Thank you for writting me.  I don't exactly know for shure what Kind of bees
these are, I just know they are not like any of the honey bees I've seen
anywhere else.  Last May I bought a nuke of buckfast.  Two days after I put
the buckfast into their new hive, I had three wild swarms land in the little
tree beside the house.  I was so excited that I went and got grandpa's old
hives out from under the barn and started to shake the bees into a plastic
pail and dump them into the hive.  I didn't know what I was doing, because I
dumped all three swarms into the same hive.  They started to fight and kill
each other.  When they were finished I had  two dead queens and three fists
fulls of bees that hated each other.  I read a lot and by July had raised
one new queen by taking the old queen away and forcing them to raise a new
one and I did the news paper thing and combined the to queenless swarms with
the old queen.  By the middle of August they were three hive bodies high.  I
took the old queen away again, they raised 17 queen cells and on the 10th
day I separated the three hive bodies and devided up the queen cells as
equally between them as I could.  Then by October they were laying and I
ended up putting them in the basement for the winter.  My buckfast have
always been very..... hot.  I got  attacked whenever I go near them.  Four
days ago I killed their queen and trapped and killed the drones because I
don't want them to cross breed with my little wild brown ones.  I am in 7
days going to split the buckfast workers up into 20 nukes and give them each
a brown queen.
 
I will somehow get those pictures to you.  They don't show the bees close
up, mostly it's my great grandfather and another of my granfather with a
swarm and in the bee yard.
 
I would gladly share in conversations with you.  I hope that the bees I have
have some resistance to the mites.  I was told that the varola has been here
for 9 to 10 years.  The buckfast drone brood had them, I checked the brown
ones and didn't find any when I opened them up.  I treated the bees last
fall with those apistain strips, and they are at the moment having a
treatment of formic acid pads.  The brown bees have never offered to sting
me.  I've only been stung once by them.  The last time I worked the buckfast
they got in my suit and stung me 11 times.
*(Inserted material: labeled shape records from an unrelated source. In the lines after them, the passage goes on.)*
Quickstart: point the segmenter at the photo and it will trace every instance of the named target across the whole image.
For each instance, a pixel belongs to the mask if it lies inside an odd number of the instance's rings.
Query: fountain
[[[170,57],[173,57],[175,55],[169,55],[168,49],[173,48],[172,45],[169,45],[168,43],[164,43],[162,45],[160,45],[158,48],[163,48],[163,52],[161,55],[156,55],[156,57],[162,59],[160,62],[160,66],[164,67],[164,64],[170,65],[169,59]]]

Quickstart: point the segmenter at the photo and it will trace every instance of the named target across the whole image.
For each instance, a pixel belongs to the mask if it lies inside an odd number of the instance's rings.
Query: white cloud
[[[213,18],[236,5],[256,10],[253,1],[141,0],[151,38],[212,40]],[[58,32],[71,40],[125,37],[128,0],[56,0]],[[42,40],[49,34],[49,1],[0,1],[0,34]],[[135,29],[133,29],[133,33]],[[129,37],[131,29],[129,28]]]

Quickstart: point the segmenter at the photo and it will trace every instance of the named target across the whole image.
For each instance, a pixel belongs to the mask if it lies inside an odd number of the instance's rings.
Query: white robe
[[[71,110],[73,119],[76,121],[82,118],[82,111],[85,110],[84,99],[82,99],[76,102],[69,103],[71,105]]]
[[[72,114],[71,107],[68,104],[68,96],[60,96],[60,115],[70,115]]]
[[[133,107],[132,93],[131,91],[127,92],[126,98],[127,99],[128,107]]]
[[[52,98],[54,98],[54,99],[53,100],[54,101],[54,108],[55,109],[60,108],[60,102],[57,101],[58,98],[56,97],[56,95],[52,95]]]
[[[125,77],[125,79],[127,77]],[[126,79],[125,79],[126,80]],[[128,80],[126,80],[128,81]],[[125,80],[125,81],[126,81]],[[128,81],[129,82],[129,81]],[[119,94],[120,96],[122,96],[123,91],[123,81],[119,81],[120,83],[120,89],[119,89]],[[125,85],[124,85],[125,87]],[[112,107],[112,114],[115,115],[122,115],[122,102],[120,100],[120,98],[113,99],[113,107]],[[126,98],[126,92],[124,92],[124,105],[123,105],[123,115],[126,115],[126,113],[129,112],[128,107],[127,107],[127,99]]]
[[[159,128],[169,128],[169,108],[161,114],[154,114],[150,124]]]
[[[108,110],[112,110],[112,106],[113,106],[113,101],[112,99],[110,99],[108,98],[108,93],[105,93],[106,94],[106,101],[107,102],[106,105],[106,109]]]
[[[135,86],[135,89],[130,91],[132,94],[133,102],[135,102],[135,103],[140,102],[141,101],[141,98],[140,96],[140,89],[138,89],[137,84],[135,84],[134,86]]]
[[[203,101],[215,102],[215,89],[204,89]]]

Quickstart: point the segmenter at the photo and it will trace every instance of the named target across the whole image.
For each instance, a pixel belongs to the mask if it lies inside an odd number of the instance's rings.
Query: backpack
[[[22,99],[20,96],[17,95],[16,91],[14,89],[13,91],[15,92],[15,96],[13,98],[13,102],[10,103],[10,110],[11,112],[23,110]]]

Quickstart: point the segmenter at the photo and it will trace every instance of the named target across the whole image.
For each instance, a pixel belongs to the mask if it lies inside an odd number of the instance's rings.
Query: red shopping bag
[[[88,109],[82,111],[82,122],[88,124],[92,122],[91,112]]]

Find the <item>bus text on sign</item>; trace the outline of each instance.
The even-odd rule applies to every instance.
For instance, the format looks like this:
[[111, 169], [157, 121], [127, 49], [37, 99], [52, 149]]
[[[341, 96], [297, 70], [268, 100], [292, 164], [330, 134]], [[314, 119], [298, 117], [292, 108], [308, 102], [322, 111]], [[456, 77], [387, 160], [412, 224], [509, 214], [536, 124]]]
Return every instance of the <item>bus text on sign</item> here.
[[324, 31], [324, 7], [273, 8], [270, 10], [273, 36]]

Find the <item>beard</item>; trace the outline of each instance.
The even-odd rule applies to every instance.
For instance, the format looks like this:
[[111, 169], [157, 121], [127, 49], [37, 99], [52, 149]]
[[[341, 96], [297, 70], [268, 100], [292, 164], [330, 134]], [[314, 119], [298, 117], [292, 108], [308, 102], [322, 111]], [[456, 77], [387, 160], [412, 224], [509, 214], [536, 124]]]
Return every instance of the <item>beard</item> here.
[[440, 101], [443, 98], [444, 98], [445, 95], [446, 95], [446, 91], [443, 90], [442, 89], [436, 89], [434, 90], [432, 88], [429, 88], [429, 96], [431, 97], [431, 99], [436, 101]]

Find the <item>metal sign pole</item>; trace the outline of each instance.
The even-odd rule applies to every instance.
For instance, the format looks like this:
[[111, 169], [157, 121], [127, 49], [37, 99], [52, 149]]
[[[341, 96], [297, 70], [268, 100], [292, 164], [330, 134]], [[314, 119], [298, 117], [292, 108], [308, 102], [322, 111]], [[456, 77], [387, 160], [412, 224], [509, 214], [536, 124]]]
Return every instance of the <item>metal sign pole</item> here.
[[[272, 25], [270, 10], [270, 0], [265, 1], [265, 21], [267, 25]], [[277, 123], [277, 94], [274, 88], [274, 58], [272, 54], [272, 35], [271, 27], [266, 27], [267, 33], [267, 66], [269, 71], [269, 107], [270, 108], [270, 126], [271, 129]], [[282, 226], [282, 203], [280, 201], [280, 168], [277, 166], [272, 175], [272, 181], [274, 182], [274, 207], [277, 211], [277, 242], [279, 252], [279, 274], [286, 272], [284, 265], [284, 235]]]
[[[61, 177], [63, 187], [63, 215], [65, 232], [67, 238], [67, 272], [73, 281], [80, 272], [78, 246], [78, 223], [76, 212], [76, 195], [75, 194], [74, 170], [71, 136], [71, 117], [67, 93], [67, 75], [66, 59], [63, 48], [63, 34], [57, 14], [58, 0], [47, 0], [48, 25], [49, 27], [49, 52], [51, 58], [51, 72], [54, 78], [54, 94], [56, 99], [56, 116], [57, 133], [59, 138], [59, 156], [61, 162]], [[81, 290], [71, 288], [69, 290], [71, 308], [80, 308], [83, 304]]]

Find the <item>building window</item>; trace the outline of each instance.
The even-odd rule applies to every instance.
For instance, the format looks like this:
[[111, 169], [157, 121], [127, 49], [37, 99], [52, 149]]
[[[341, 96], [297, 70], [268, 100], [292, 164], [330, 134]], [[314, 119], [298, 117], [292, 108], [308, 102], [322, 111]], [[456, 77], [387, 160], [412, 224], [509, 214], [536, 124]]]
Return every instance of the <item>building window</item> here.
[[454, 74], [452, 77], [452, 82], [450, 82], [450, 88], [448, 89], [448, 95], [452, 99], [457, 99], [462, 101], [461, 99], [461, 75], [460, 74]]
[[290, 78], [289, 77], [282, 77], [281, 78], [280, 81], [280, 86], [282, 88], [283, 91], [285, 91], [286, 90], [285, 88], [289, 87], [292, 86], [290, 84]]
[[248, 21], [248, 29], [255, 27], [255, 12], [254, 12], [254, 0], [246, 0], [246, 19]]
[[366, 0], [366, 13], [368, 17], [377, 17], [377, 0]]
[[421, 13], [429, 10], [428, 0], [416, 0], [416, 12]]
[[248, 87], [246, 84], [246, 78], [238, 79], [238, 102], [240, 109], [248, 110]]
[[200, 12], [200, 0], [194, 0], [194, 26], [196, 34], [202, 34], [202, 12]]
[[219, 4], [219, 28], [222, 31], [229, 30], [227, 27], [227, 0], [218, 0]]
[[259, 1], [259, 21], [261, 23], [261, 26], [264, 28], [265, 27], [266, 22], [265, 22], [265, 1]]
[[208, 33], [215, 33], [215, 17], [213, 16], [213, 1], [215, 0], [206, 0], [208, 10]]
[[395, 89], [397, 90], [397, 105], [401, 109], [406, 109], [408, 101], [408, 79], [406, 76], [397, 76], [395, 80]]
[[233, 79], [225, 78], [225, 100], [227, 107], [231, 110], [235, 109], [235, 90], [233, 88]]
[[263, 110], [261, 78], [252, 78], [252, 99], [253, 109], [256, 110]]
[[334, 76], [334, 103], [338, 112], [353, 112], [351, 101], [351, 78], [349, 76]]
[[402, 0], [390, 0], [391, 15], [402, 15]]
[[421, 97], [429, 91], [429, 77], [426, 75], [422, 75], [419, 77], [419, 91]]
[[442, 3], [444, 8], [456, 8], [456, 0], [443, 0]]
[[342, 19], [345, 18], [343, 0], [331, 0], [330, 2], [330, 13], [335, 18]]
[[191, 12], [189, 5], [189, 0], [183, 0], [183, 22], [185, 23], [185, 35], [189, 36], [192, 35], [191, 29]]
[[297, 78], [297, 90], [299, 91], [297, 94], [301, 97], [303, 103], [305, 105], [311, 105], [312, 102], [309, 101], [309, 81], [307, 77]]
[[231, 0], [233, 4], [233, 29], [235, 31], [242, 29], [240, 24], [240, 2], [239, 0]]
They were always hot heads.
 
regards
 
Debbie Hutchings
507 Hutchings Road                             fax/phone  1(613)273-3265
Westport, Ontario                              home phone 1(613)273-5325
KOG 1XO
Canada
 
P.S.  These bees have a black thorax, with dark brown/tan body hair, then
the first band on their abdoman is a bit wider than the rest of the bands,
it is brown/tan in colour, the next is a black narrower band, then a narrow
brown/tan, then a narrow black, then narrow brown/tan, and then the tip of
their abdoman looks like someone dipped them in black paint. They look to be
smaller than buckfast, and they are all coloured the same, whereas I noticed
that the buckfast verried in uneven markings to different shades of colours.
    The drones of the brown bees are black with chocolate brown hair.  The
buckfast drones are lighter with a golden body hair.